Penulisan skripsi ini memiliki 2 (dua) tujuan yaitu tujuan umum dan
tujuan khusus, salah satu tujuan umumnya adalah untuk memenuhi salah satu
persyaratan dalam memperoleh gelar Sarjana Hukum di Universitas Jember
dan salah satu tujuan khusus dari penulisan skripsi ini mengetahui dan
memahami dasar pertimbangan hukum Hakim dalam perkara Nomor
202/PDT/2015/PT MDN.
Metode penelitian yang digunakan dalam penulisan skripsi ini yaitu tipe
penelitian yang bersifat yuridis normatif. Pendekatan masalah yang digunakan
penyusunan skripsi ini yaitu pendekatan perundang-undangan (statute
approach) dan pendekatan konseptual (conceptual approach), dalam hal ini
dengan mencari dan menelaah buku-buku maupun literatur terkait dasar
pertimbangan hukum Hakim yang menyatakan tidak dapat diterima gugatan
dengan nomor perkara 202/pdt/2015/PT.MDN. Bahan hukum yang digunakan
adalah bahan hukum primer, bahan hukum sekunder, dan bahan non hukum.
Metode analisis bahan hukum yang penulis gunakan dalam penelitian skripsi
adalah menggunakan analisis deduktif.
Hasil dari analisis ini berdasarkan pertimbangan Majelis Hakim
Pengadilan Tinggi Medan dalam perkara Nomor 202/PDT/2015/PT MDN,
terhadap banding yang dilakukan oleh penggugat kepada tergugat tidak
dikabulkan seluruhnya dengan alasan bahwa perjanjian gadai tanah tersebut
sudah melebihi batas maksimal lamanya waktu gadai yaitu 7 Tahun.
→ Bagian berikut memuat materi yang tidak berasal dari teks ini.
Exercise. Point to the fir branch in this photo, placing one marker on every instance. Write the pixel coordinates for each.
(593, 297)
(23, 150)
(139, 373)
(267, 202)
Ketentuan ini diatur dalam Undang-Undang Nomor 56 Prp Tahun 1960
Tentang Penetapan Luas Tanah Pertanian pasal 7 dan Majelis Hakim tidak memutus secara jelas permasalahan utang piutang yang terjadi antara
penggugat dan tergugat, karena baik dari pihak penggugat maupun tergugat
tidak menghadirkan saksi kunci dalam persidangan ini yaitu Nai Binhot
selaku pihak perantara dalam pembayaran atau pelunasan utang dari pihak
tergugat kepada penggugat.
Kesimpulan dari skripsi ini adalah pertama, status hukum gadai tanah
apabila perjanjian gadai telah jatuh tempo dan tidak ada lagi pembaruan
perjanjian yang dilakukan oleh pihak pemberi gadai dan penerima gadai,
maka tanah tersebut sudah bukan lagi objek dari perjanjian gadai. Kedua,
Akibat hukum jika objek gadai kembali ke tangan debitur karena jatuh tempo
adalah debitur tidak memiliki kewajiban membayar utang kepada kreditur
sekalipun objek gadai telah kembali ketangan debitur. Ketiga,
pertimbangan Majelis Hakim dalam memutus Perkara Nomor
202/PDT/2015/PT.MDN adalah karena tidak adanya pembaruan perjanjian
gadai yang menyebabkan perjanjian gadai tersebut menjadi daluarsa dan
objek dari perjanjian gadai tersebut harus kembali ketangan pemberi gadai.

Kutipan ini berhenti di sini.